Deleterious Effects of Cigarette Smoke on the Properties and Functions of Mesenchymal Stem Cells

Katelyn Maloney

Maloney, Katelyn
Faculty / Advisor: Zhang, Qunzhou, Le, Anh, D.
University of Pennsylvania School of Dental Medicine, Department of Oral & Maxillofacial Surgery/Pharmacology


Cigarette Smoke (CS) contains a myriad of carcinogens and toxicants that contribute to the pathogenesis of chronic pulmonary diseases such as chronic obstructive pulmonary disease (COPD) and pulmonary fibrosis. These chemicals induce inflammatory reactions, alter immune responses and impair stem cell functions. Mesenchymal stem cells (MSC) represent a unique subpopulation of postnatal and non-haematopoietic stem cells that exist in almost all body tissues, such as bone marrow, adipose tissue, placental tissue, and umbilical cord, etc. They can differentiate into mesodermal lineages such as osteoblasts, chondrocytes, and adipocytes, and possess potent immunomodulatory and anti-inflammatory functions. These unique properties and functions of MSCs make them a promising source of cells for cell-based regenerative therapy of a wide spectrum of diseases, such as skin, skeletal, pulmonary, cardiovascular, and neurodegenerative diseases.


This review and presentation focus on the deleterious effects of CS on the properties and functions of endogenous MSCs and their potential contribution to the development of chronic lung diseases, particularly, COPD and pulmonary fibrosis. To this purpose, we conducted searches through the PubMed database. Articles were excluded if not in English. Articles that only focused on electronic cigarettes, hematopoietic stem cells, neural/progenitor stem cells, muscle stem cells/satellite cells, skin stem cells, and intestinal stem cells were excluded.


In COPD, CS has been shown to alter the expression of MSC surface molecules, impair their multipotent differentiation and immunomodulatory capabilities, reduce their secretion of growth factors, chemokines and chemotactic factors. On the other hand, CS can compromise the ability of the body to regulate components of the adaptive immune system. In pulmonary fibrosis, dysregulation of pulmonary mesenchymal progenitor cells may lead to impairment of angiogenesis, microvasculature and exacerbate bleomycin-induced fibrosis. This dysregulation can promote excessive extracellular matrix deposition and lung scarring seen in pulmonary fibrosis.

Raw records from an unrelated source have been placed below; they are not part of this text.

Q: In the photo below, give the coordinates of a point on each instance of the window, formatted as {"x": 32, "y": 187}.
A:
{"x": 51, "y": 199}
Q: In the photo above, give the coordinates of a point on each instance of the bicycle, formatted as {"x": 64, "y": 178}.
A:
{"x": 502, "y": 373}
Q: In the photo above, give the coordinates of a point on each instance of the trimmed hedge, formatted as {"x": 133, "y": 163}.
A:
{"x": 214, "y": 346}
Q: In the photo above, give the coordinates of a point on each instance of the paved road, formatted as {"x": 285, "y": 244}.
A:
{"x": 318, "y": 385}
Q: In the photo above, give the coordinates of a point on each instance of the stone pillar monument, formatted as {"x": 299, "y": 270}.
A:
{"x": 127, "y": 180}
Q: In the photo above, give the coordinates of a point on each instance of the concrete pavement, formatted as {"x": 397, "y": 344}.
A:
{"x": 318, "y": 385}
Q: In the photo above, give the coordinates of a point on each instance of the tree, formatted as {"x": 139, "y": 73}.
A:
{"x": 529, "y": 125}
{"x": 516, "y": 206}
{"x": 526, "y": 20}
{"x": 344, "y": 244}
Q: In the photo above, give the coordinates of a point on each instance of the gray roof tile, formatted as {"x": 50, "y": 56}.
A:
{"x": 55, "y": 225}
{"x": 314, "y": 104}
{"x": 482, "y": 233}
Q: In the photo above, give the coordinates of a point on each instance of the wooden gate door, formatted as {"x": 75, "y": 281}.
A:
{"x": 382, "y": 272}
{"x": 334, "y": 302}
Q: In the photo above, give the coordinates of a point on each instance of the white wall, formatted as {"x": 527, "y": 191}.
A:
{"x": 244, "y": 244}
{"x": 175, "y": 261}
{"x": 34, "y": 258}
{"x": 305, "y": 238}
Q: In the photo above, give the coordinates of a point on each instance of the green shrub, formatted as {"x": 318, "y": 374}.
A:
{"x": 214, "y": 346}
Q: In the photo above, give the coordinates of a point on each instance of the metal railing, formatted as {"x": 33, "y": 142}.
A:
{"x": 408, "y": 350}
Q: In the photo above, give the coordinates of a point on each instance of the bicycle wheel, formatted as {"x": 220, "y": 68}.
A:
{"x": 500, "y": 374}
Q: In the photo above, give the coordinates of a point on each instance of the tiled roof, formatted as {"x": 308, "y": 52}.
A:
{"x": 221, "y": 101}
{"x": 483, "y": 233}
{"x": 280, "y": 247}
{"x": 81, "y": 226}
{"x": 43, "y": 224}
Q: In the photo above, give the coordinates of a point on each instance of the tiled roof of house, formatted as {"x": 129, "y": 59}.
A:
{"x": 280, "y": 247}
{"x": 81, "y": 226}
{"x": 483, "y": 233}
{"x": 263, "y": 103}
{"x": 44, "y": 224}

Yet, despite the negative effects of CS on stem cell property and function, MSC-based therapy is emerging as a possible route for the treatment of pulmonary diseases. Ongoing preclinical and clinical studies have provided a promising evidence that stem cell-based therapy can reverse or halt the progression of the deleterious effects of CS on different tissues and organs of the body. Meta-analyses of COPD and pulmonary fibrosis have shown that MSC therapy leads to attenuation of acute lung injury, promoting lung repair, and improving lung function, thus highlighting the potential application of MSC-based therapy for these diseases.